I recently overheard some dad’s talking, and one of them told the others how he told his daughter to “Man up, Princess”.
I am still not sure how I feel about this phrase taken as it is, but I haven’t been able to get it out of my head.
To put it into context his 13 year old daughter was having a tough time adjusting to weekly boarding school, despite it being her choice to go. After a few weeks of her crying that she was missing home he eventually gave her the choice and said she could come home.
Her reply was, “No, it’s okay. I want to stay.”
So his reply to her was, “Well then you had better man up, Princess.”
What does ‘Man Up Princess’ actually mean?
I totally agree with him in his approach. He gave her the choice initially to go away to boarding school or stay local; she chose to go. Then he gave her another choice to come home or stay; again she chose to stay away. So basically she needs to toughen up and embrace the reality of her choices. It can’t be that bad if she’s choosing to stay.
It’s just the phrase that I’m struggling with.
Don’t get me wrong. I’m all for tough love.
The other day my youngest daughter came running over crying because she’d stubbed her toe or something, and my eldest turned to her and said “Yes, but did you die?”
This was a statement she could only have gotten from me! haha
I also like the fact that he’s calling her ‘Princess’, a term many fathers use when talking to or about their daughters, my own husband included. It implies love and protection and is definitely used as a term of endearment whilst also acknowledging that they might be a tiny bit spoilt.
The ‘man up’ part is the part I’m struggling with I think. Whilst I get that he is trying to tell her to toughen up a bit, couldn’t he have just said “Toughen up, Princess” instead.
To imply that only men are tough or strong, whilst by contrast women aren’t, is … irritating.
What’s The Opposite of Man Up Princess?
What would the reverse be? “Soften up, prince?”
That really doesn’t work does it. You would never hear something like that.
I’m not really sure I even have a point to make.

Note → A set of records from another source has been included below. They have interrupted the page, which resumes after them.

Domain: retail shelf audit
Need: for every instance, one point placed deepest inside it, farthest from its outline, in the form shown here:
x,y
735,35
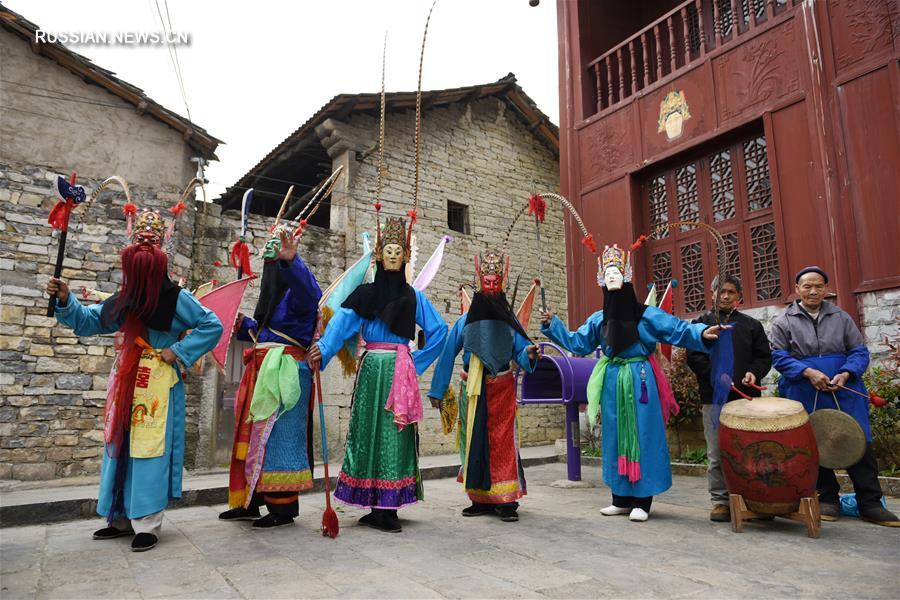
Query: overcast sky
x,y
255,71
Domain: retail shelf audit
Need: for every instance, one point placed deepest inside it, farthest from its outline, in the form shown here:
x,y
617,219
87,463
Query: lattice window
x,y
732,255
693,18
692,283
759,186
711,190
686,194
726,23
755,7
766,268
722,185
457,217
659,208
662,270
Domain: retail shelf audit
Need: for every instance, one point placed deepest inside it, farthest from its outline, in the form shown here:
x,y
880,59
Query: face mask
x,y
613,279
392,257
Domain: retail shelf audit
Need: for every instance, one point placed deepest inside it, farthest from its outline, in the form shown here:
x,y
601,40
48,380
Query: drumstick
x,y
873,398
743,395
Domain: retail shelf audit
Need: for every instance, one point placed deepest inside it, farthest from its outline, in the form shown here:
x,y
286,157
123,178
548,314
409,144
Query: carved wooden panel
x,y
692,279
661,265
687,195
697,88
722,185
657,204
759,72
733,255
756,165
606,146
862,29
766,265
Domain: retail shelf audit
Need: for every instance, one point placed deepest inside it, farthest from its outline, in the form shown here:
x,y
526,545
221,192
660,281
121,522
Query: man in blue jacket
x,y
817,348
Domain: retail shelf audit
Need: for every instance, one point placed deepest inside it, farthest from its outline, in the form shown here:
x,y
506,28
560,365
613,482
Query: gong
x,y
840,439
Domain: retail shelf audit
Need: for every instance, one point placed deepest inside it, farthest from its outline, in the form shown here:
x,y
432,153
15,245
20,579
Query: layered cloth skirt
x,y
271,455
491,470
381,465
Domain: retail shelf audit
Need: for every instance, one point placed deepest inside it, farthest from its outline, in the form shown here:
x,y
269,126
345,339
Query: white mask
x,y
613,279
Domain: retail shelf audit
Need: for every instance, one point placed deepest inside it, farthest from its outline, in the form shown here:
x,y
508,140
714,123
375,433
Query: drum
x,y
769,453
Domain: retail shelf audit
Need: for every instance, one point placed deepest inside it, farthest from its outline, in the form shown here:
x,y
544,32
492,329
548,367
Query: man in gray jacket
x,y
818,350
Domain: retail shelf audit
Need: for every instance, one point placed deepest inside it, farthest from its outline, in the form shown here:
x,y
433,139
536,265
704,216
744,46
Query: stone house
x,y
483,147
62,113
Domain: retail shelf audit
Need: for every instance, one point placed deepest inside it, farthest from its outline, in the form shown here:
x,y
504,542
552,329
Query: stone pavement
x,y
561,548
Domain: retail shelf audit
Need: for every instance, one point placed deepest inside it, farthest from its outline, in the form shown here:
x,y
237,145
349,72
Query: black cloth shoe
x,y
240,514
143,542
111,533
829,512
386,520
508,514
271,520
880,516
477,509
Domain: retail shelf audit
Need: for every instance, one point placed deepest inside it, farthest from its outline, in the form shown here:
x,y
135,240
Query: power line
x,y
177,62
75,100
170,49
89,125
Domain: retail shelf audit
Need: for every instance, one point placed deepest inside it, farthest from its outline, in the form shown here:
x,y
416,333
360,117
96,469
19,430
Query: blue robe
x,y
151,482
443,371
380,468
346,322
287,463
656,326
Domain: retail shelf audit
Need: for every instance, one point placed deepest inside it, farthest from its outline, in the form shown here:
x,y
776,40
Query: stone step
x,y
54,501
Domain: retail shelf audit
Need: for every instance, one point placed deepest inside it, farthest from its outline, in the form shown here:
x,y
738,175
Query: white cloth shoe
x,y
639,515
614,510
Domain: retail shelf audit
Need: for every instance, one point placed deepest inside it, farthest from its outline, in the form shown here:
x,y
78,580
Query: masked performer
x,y
491,337
271,457
380,469
628,387
145,407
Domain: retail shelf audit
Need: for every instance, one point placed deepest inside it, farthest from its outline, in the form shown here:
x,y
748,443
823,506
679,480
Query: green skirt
x,y
381,464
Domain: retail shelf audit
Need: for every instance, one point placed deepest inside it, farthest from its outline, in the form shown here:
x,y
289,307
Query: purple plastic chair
x,y
560,380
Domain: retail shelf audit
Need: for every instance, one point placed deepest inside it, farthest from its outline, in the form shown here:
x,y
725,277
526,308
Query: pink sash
x,y
404,399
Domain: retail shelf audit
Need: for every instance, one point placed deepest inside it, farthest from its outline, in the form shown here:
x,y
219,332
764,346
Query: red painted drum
x,y
769,453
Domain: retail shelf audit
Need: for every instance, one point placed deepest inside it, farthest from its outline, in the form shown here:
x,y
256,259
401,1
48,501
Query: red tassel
x,y
537,206
639,242
59,216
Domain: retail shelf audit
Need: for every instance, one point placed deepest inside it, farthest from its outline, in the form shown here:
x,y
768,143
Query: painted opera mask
x,y
393,245
615,268
491,269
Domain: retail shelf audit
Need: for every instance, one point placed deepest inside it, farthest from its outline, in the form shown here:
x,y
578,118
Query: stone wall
x,y
52,383
880,318
477,154
52,117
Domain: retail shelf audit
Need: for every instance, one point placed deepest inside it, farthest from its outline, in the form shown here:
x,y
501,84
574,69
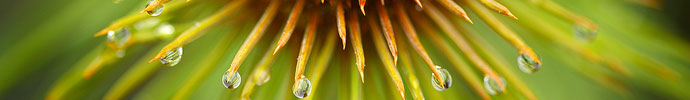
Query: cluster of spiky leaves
x,y
416,32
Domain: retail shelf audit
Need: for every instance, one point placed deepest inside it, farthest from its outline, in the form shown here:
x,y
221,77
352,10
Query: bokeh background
x,y
42,41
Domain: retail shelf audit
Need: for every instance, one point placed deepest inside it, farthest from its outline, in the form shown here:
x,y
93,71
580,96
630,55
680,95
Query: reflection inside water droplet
x,y
302,88
231,81
527,64
172,57
445,76
155,11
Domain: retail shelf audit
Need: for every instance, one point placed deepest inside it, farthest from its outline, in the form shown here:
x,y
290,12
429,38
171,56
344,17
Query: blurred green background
x,y
44,41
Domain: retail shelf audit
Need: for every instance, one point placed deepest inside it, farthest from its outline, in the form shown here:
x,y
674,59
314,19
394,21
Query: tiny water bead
x,y
232,82
155,11
302,88
492,86
118,37
172,57
527,64
445,76
262,77
583,33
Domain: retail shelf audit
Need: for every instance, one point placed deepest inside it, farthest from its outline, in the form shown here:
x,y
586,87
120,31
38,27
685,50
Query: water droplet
x,y
262,77
302,88
527,64
491,85
155,11
172,57
233,81
445,76
583,33
118,37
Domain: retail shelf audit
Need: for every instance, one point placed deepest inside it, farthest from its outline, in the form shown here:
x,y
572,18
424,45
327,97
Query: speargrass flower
x,y
375,49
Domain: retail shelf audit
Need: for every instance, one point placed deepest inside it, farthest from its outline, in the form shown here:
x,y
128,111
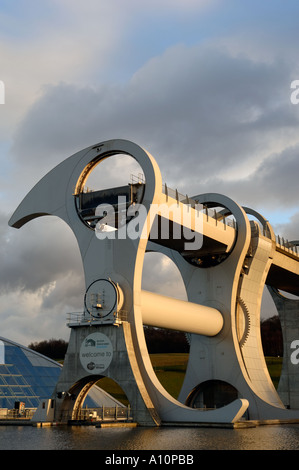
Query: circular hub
x,y
102,298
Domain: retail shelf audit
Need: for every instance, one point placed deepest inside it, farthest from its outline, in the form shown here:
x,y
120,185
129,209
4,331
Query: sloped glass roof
x,y
27,376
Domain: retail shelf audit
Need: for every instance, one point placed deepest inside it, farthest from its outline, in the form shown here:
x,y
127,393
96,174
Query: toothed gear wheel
x,y
246,331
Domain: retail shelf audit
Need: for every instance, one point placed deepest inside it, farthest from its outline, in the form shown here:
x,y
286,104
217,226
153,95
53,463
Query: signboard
x,y
96,353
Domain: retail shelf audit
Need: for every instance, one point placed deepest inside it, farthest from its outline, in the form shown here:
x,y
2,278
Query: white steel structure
x,y
224,267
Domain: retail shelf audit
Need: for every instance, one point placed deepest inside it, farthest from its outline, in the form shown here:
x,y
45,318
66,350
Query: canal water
x,y
171,439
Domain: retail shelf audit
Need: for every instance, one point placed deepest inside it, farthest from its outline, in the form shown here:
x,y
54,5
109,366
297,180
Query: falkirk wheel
x,y
224,266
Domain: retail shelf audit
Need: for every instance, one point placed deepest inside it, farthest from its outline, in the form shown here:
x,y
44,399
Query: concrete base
x,y
76,380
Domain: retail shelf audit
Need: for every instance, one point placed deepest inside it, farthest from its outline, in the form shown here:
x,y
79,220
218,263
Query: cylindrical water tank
x,y
166,312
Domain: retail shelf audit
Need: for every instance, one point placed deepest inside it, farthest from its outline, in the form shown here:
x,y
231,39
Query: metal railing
x,y
81,318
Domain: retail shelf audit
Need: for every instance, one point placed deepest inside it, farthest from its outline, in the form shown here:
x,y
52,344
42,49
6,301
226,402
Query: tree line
x,y
166,341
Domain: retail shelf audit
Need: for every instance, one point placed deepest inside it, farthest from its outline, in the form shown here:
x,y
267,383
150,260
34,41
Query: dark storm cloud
x,y
214,123
198,108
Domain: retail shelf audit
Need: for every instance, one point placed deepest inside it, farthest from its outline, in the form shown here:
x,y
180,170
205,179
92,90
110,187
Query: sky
x,y
203,85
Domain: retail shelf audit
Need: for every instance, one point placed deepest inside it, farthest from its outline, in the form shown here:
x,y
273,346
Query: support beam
x,y
166,312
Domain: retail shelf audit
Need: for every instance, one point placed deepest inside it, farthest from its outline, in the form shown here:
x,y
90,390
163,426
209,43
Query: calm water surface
x,y
276,437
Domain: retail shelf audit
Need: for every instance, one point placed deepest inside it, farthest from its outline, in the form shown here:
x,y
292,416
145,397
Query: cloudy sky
x,y
203,85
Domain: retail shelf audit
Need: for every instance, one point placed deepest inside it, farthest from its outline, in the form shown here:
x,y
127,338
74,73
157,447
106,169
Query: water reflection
x,y
284,437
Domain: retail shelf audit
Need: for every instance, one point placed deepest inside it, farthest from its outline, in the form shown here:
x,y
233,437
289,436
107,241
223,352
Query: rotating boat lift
x,y
224,268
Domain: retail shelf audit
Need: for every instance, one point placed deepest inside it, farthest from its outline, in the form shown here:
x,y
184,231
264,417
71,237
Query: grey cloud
x,y
202,113
194,107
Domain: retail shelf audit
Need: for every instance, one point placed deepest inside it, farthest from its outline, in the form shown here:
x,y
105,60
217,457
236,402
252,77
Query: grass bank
x,y
170,370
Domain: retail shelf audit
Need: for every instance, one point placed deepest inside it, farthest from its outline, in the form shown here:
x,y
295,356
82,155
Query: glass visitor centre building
x,y
29,377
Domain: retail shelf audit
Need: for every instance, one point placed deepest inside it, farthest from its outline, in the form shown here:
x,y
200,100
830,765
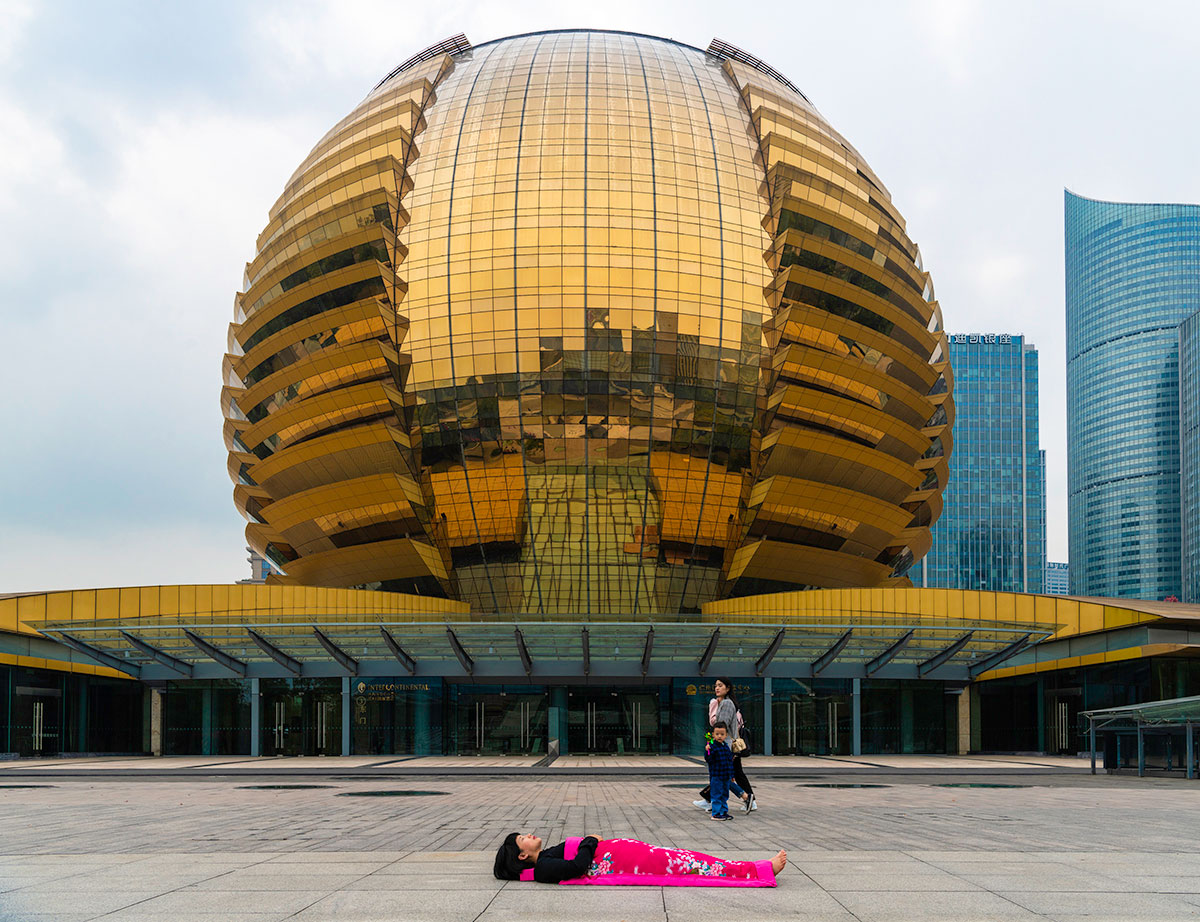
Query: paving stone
x,y
401,882
725,905
521,903
933,906
225,902
413,906
1114,906
21,903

Let’s get some perspective.
These men were all having a heartfelt conversation where they were sharing their love for their children, and having an open debate about what they considered to be best for them. They were all strong, macho type of men, and they were all loving, caring fathers.
I’m sure he didn’t mean anything bad by it either. He didn’t even realise that what he was saying would be taken in any way other than what he was trying to convey.
I’m almost trying to convince myself that it’s okay though.
Part of me doesn’t want to. Part of me is hoping my husband will read this and know me well enough to understand why I wouldn’t want him to say that to our daughters.
I think it’s because it’s disrespectful to women that I’m struggling with it; the implication being that a woman isn’t as strong, or as brave, or as tough as a man.
Is it even fair of me to have a problem with this?
That said, I’m hardly a bra burning ball busting advocate for feminism, that’s just not me, although thank you to those who are.
I’m confident enough that in our family of women, all the sisters and daughters, that my girls will be strong, brave and tough; and should they need a little bit of tough love, they will instead be told to “toughen up, princess”.
Now that I’ve had my little rambling rant, let me go and clean up my daughter’s Elsa costume so she can wear it to school next week. I guess Elsa isn’t the worst Disney Princess to aspire to be now is she? A young royal thrust into the role of protector of her people far too young, but who eventually wins the battle over her own demons to rise to the occasion and defeat evil.
My personal bravest Disney Princess is Merida from Brave. A fiery strong willed Scottish lass.